When you get down to the fundamentals, it’s simple truth. Yet all too often we don’t acknowledge it. You cannot give what you do not have. For example, I cannot give you a horse, or the moon, or one million dollars. I might want to give you one of those things, or maybe even all three of them, but I can’t. My wanting to and your desire for me to give them to you cannot override the fact that I don’t have those things to give. No matter how much I want to. No matter how much you want them. Neither of us can change the fact that since I don’t have them, I cannot give them.
What you Have Not Received
The physical example of things is easy enough to understand, but it works the same with intangibles, like love and forgiveness and grace. You see, I cannot give you what I have not received, what I have not embraced. This is not to say that love, forgiveness, and grace are not available to me. No, they are readily available to everyone through the person of Jesus Christ from God the Father by the power of the Holy Spirit. These three, and others like them, are available, pressed down and running over. In fact, many of us would say that we have accepted and received these from the Father, but if that is so, then why aren’t we walking in them?
Mom, if you’ve accepted and received forgiveness from the Father, extend it to your children. If you’ve received love, give it. If you have experienced forgiveness, extended it to your “That child.” Why do we withhold from them what we’ve been so generously given? Why do we resist sharing what we have in abundance? Why are we stingy with the blessings of God?

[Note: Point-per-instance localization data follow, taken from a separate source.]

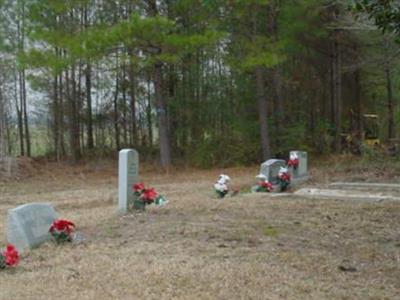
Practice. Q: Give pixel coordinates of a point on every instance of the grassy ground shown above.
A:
(199, 247)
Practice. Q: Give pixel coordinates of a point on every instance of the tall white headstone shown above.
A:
(28, 225)
(300, 174)
(128, 174)
(270, 169)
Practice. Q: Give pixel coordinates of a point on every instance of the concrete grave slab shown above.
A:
(28, 225)
(316, 193)
(389, 187)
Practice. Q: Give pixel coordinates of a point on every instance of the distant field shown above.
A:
(199, 247)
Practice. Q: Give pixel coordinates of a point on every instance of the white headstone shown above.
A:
(128, 174)
(28, 225)
(300, 174)
(270, 169)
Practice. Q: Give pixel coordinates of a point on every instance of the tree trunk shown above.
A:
(262, 113)
(337, 90)
(165, 153)
(3, 144)
(390, 104)
(132, 91)
(89, 116)
(163, 134)
(115, 103)
(25, 116)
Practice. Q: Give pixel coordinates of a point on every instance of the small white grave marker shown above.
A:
(300, 174)
(28, 225)
(128, 174)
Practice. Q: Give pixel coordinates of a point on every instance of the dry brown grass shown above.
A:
(199, 247)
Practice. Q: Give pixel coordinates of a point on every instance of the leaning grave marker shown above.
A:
(128, 174)
(28, 225)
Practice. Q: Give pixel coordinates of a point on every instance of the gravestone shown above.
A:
(28, 225)
(270, 169)
(128, 174)
(300, 174)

I’m going to venture a guess as to why we do this. And my hunch is based on my own experience. I know that I was once an unforgiving and angry mom because I was like the servant. I had a debt of sin that I couldn’t repay. I’d been forgiven, but I didn’t really get it. I didn’t get the enormity of my debt, it’s hideousness in contrast to His holiness, and I didn’t get the power of His forgiveness, the completeness of it, His delight in granting it.
I’d been forgiven, but I hadn’t really received that forgiveness, allowed it to wash over me, to contemplate it’s value or it’s power.
So, when one of my kids did something, when “That child” misbehaved or rebelled, well, I got angry and incensed. They didn’t deserve my forgiveness. I considered it my right to be offended, to hold the offense against them. I didn’t get what I’d been given. Look, if you are finding it hard or maybe even impossible to forgive your children (or anyone else), then I’d suggest that it’s because you aren’t realizing the forgiveness you’ve been given. You can’t give it because you don’t have it. You’re not walking in the Light of His life. If you were, it wouldn’t be so difficult.
Look, when you get what you’ve been forgiven, you cannot help but look for opportunities to forgive. When you get the grace, the gift of salvation given which you neither deserve nor earned, then you cannot help but graciously respond to others. When you glimpse the love that chose to die on Calvary to pay your sin debt, the perfect sacrifice for your ugly, small, secret, overt, denied and deliberate sin, then you look for others to love unconditionally, extravagantly, and persistently. When you get what you’ve been given, you are driven to give it to others. You’re not driven by compulsion. You won’t have an I’ve-got-to-do-this obligation. Instead, you will have an inner desire to share out of the overflow of unearned abundance, abounding blessings, and bountiful gifts. Salvation is yours, but now you want to share it with others.
Mom, do you know this kind of forgiveness, this kind of love, this kind of grace? When did you last consider all that you have been forgiven?